Niki Kraus, précise : «Au lieu de se focaliser sur les limitations imposées par la fatigue, il est plus constructif de se concentrer sur l’énergie dont on dispose. En adoptant une gestion consciente de leur énergie et en utilisant des stratégies d’économie d’énergie, les patients peuvent non seulement mieux contrôler leur fatigue, mais aussi améliorer leur qualité de vie et maintenir un équilibre entre leurs différentes activités quotidiennes.»
Quelques stratégies efficaces pour économiser l’énergie:
Prendre des pauses efficacement
- Faire des pauses avant d’être épuisé. Ces pauses peuvent inclure une pause-café, une session de relaxation, écouter de la musique ou toute autre activité permettant de se détendre.
- Privilégier des pauses courtes (15-20 minutes) et régulières.
- Planifier les pauses à l’avance et les respecter.
- Alterner entre travail, repos et loisirs, et expérimenter différentes méthodes de relaxation.
Planification quotidienne et hebdomadaire
- Planifier les activités exigeantes aux moments où l’on a le plus d’énergie.
- Alterner entre tâches lourdes et légères.
- Prévoir des zones tampons pour les imprévus.
Fixer des priorités
- Analyser ses activités en termes d’énergie requise et d’importance.
- Déléguer des tâches quand c’est possible (famille, voisin, femme de ménage…).

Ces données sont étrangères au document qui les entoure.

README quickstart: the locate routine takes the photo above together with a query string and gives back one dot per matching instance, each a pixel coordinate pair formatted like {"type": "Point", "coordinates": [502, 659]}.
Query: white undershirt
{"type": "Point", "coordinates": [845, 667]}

Utilisation optimale du corps
- Changer de position fréquemment.
- Utiliser des appuis pour réduire la fatigue.
- Éviter de soulever ou de porter des objets lourds.
Adaptation de l’environnement
- Travailler sur des plans de travail ergonomiques.
- Réorganiser l’espace pour éviter les déplacements inutiles.
- Utiliser des aides techniques comme des chariots, des sièges ajustables, et des ustensiles légers.
Simplification des activités pour réduire la charge de fatigue quotidienne
- Analyser ses routines pour identifier les économies d’énergie possibles.
- Adapter les tâches quotidiennes (se laver, préparer à manger…) en modifiant les étapes ou en utilisant des aides techniques. Exemples: douche en position assise, cuisson en plusieurs étapes, préparation de doubles portions pour congeler.
Parler de sa fatigue
- Une communication positive peut améliorer la compréhension et offrir un soutien précieux des personnes qui vous entourent.